Sequence traversal Queue traversal operation is adopted
The first 1 The second visit to the root, the left child in the visit to the root, the next visit to the root has the child, and then the next 1 layer
From left to right 11 Access nodes of the same layer
"""
btdict = self.returnBTdict()
q = []
q.append(btdict['root'])
while q:
tn = q.pop(0) # Pop out of the queue 1 A node ( Is also 1 A dictionary )
print tn["value"],
if tn["L"]!=None:
q.append(tn["L"])
if tn["R"]!=None:
q.append(tn["R"])
Test printing effect
def test():
bt = BinTree()
# btns = [BTNode(v) for v in "+*E*D/CAB"] # The sequence of input
# bt.root = btns[0]
# bt.makeBT(btns[0], L=btns[1], R=btns[2])
# bt.makeBT(btns[1], L=btns[3], R=btns[4])
# bt.makeBT(btns[3], L=btns[5], R=btns[6])
# bt.makeBT(btns[5], L=btns[7], R=btns[8])
btns = [BTNode(v) for v in [1,2,3,4,5,6,7,8,9,10,11,12,13,14,15]]
bt.root = btns[0]
bt.makeBT(btns[0], L=btns[1], R=btns[2])
bt.makeBT(btns[1], L=btns[3], R=btns[4])
bt.makeBT(btns[2], L=btns[5], R=btns[6])
bt.makeBT(btns[3], L=btns[7], R=btns[8])
bt.makeBT(btns[4], L=btns[9], R=btns[10])
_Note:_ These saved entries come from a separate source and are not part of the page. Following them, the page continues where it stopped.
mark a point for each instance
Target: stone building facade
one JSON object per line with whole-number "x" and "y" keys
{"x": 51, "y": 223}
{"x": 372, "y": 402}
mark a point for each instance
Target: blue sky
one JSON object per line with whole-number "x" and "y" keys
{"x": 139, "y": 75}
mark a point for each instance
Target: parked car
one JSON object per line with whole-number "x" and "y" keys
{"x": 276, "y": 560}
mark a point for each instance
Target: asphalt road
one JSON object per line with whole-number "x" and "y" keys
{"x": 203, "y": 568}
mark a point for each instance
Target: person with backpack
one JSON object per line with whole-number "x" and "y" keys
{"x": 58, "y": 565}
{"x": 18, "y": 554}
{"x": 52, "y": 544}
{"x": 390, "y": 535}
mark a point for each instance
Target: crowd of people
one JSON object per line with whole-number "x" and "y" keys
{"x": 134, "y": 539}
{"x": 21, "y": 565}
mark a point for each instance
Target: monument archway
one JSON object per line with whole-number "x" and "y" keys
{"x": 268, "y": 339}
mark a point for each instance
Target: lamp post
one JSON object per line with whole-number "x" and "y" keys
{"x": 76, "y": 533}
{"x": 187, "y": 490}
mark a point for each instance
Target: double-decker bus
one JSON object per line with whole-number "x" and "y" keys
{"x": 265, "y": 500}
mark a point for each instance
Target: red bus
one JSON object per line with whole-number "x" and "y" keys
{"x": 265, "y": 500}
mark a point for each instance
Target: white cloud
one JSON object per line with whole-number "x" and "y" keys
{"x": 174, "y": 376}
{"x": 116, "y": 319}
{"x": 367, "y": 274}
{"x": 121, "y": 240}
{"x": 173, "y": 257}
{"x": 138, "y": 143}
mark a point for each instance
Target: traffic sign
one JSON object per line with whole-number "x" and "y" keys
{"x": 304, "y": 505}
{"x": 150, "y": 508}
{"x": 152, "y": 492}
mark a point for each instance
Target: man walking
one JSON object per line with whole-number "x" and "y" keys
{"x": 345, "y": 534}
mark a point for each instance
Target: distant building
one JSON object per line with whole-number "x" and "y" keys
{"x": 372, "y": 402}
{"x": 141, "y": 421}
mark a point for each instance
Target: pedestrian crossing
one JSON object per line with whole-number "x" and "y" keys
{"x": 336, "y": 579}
bt.makeBT(btns[5], L=btns[11], R=btns[12])
bt.makeBT(btns[6], L=btns[13], R=btns[14])
Output:
{'root': {'R': {'R': {'R': {'R': None, 'L': None, 'value': 15}, 'L': {'R': None, 'L': None, 'value': 14}, 'value': 7}, 'L': {'R': {'R': None, 'L': None, 'value': 13}, 'L': {'R': None, 'L': None, 'value': 12}, 'value': 6}, 'value': 3}, 'L': {'R': {'R': {'R': None, 'L': None, 'value': 11}, 'L': {'R': None, 'L': None, 'value': 10}, 'value': 5}, 'L': {'R': {'R': None, 'L': None, 'value': 9}, 'L': {'R': None, 'L': None, 'value': 8}, 'value': 4}, 'value': 2}, 'value': 1}}
For more information about Python, please refer to Python Data Structure and Algorithm Tutorial, Python Encryption and Decryption Algorithm and Skills Summary, Python Coding skills Summary, Python Function Use Skills Summary, Python String Manipulation Skills Summary and Python Introduction and Advanced Classic Tutorial.
I hope this article has been helpful in Python programming.